El 27 de enero de 1772 –el otro centenario- fue nombrado arzobispo de Toledo, entrando en la ciudad imperial el 3 de octubre. En 1789 el papa Pío VI le crea cardenal y en 1794, inquisidor general. Los años que pasó en la sede primada, en línea con lo hecho en la Nueva España, desarrolló una actividad pastoral y cultural desbordante, enriqueciendo la Biblioteca Arzobispal que, en consonancia con las ideas ilustradas, abrió al público, permitiendo acceder a los riquísimos fondos que hoy en día constituyen el núcleo de la colección Borbón-Lorenzana de la Biblioteca Regional; promovió la edición de los textos de los Padres Toledanos y de otros autores de la antigüedad cristiana; reeditó el Breviario y el Misal mozárabe; promovió el estudio geográfico de su vasto arzobispado, dejando una interesantísima Descripción geográfica del mismo; hizo construir en Toledo el Hospital de Dementes, o del Nuncio, así como la nueva sede de la Universidad Toledana, dos soberbios ejemplos de arte neoclásico; creó, en Toledo, Ciudad Real y Alcázar de San Juan las Reales Casas de Caridad, para mejorar la situación de la población indigente. Se podría añadir un largo etcétera de iniciativas de toda índole, que se vieron interrumpidas cuando hubo de marchar al destierro a Roma –con la excusa oficial de consolar al papa, en una Italia ocupada por los ejércitos revolucionarios franceses-, enviado por Godoy y por Carlos IV. En la Ciudad Eterna el cardenal no se olvidó de su diócesis, comprando y enviando a Toledo preciosos fondos bibliográficos que enriquecieron la Biblioteca Capitular. Participó en el cónclave que eligió a Pío VII, siendo el candidato de España para ocupar la Sede de Pedro. Consciente de que no volvería a su archidiócesis, generosamente renunció a la misma en 1800, permitiendo así que su pupilo don Luis de Borbón le sucediera. El cardenal, tras trabajar en la Congregación de Propaganda Fide, falleció en Roma el 17 de abril de 1804. Sus restos, enterrados en la basílica de Santa Croce in Gerusalemme, fueron trasladados en 1956 a la catedral de Ciudad de México a instancias de su cabildo.

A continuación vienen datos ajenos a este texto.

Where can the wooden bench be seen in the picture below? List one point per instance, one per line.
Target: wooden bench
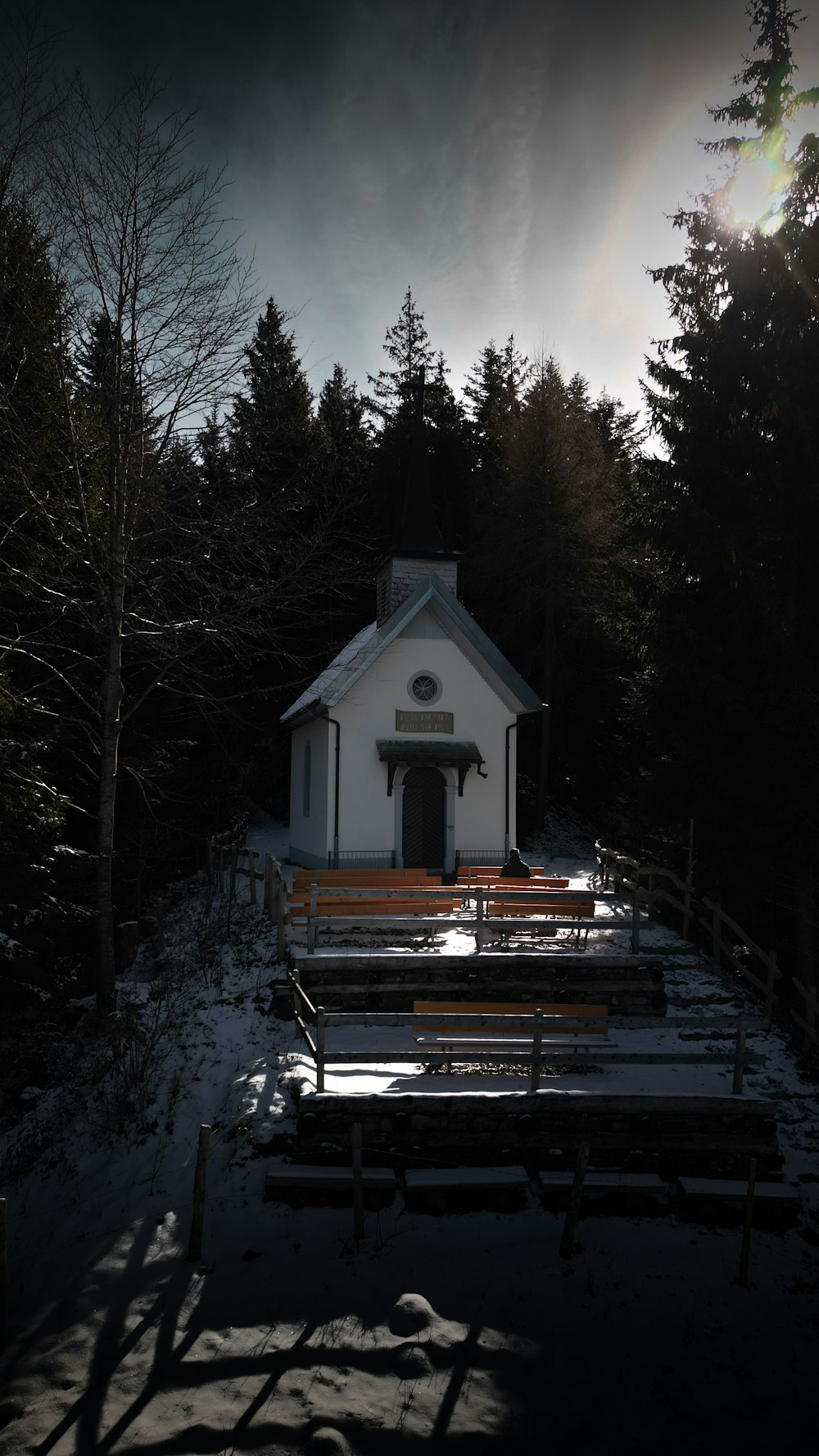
(362, 879)
(366, 907)
(607, 1184)
(437, 1188)
(296, 1175)
(477, 1024)
(468, 881)
(731, 1190)
(544, 911)
(398, 907)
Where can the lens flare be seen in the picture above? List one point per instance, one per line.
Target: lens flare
(757, 194)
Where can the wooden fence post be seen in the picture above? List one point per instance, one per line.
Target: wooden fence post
(770, 988)
(319, 1049)
(686, 911)
(280, 919)
(536, 1050)
(745, 1252)
(357, 1186)
(197, 1216)
(159, 932)
(717, 939)
(809, 1015)
(3, 1264)
(568, 1238)
(312, 922)
(740, 1055)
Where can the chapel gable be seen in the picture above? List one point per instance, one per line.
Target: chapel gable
(398, 577)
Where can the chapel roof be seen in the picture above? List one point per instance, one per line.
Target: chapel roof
(363, 649)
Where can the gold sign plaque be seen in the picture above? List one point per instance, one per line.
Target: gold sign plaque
(428, 721)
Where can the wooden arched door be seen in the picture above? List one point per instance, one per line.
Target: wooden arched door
(424, 819)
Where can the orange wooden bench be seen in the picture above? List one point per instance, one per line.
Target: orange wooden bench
(464, 1025)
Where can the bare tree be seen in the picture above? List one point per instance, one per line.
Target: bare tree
(155, 301)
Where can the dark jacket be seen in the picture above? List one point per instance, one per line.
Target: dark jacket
(515, 868)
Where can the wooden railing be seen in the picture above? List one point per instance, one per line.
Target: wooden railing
(314, 1021)
(228, 862)
(706, 922)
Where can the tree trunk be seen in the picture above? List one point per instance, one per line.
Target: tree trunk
(542, 795)
(806, 928)
(108, 763)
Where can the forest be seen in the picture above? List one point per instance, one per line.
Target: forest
(187, 535)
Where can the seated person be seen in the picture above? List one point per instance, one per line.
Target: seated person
(515, 868)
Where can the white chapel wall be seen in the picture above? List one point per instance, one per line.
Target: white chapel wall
(368, 712)
(310, 832)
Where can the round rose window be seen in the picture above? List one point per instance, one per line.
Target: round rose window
(424, 688)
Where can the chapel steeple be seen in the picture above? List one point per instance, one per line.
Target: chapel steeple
(419, 545)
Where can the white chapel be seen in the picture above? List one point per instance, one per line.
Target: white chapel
(404, 748)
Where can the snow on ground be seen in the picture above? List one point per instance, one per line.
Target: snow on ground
(462, 1332)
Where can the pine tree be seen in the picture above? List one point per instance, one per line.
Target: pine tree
(732, 516)
(271, 427)
(409, 350)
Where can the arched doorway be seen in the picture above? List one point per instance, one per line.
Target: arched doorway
(424, 819)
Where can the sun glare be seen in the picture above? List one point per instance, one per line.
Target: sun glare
(757, 192)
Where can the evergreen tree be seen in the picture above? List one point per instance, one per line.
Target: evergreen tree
(493, 391)
(271, 427)
(409, 350)
(732, 516)
(538, 576)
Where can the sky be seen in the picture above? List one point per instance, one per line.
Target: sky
(515, 164)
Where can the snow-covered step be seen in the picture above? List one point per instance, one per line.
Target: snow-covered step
(441, 1180)
(604, 1182)
(736, 1190)
(296, 1175)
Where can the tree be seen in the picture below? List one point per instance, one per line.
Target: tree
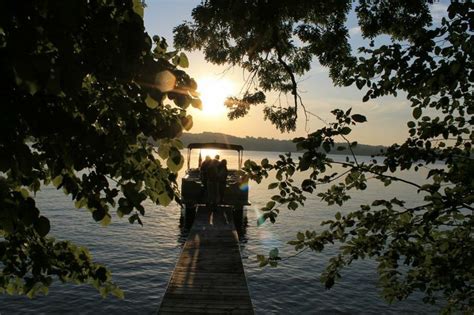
(424, 247)
(82, 95)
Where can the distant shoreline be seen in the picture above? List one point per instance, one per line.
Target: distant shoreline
(272, 145)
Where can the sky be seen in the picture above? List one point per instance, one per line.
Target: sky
(387, 116)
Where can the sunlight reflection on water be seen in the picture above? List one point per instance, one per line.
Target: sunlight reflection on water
(142, 259)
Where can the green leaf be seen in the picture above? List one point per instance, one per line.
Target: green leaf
(163, 150)
(183, 60)
(138, 7)
(58, 180)
(270, 205)
(345, 131)
(273, 186)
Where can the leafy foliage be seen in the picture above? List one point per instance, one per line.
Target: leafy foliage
(83, 91)
(423, 247)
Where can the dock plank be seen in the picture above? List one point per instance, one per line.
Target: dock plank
(209, 276)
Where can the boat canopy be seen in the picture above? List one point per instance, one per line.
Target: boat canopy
(215, 145)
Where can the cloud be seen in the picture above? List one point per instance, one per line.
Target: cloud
(355, 30)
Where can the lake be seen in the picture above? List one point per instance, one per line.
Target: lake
(142, 258)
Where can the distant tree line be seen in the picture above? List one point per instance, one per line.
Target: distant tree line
(273, 145)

Baste esta breve descripción como homenaje, en el día de su nacimiento, a una figura excepcional, «opulento en el cargo y humilde y austero en su persona», merecedora de un mayor y mejor recuerdo, por su labor cultural, artística, caritativa y pastoral, que ha dejado un amplio y rico legado en nuestra ciudad y en nuestra comunidad autónoma, por lo que estimo que ambas deberían honrar su memoria como merece.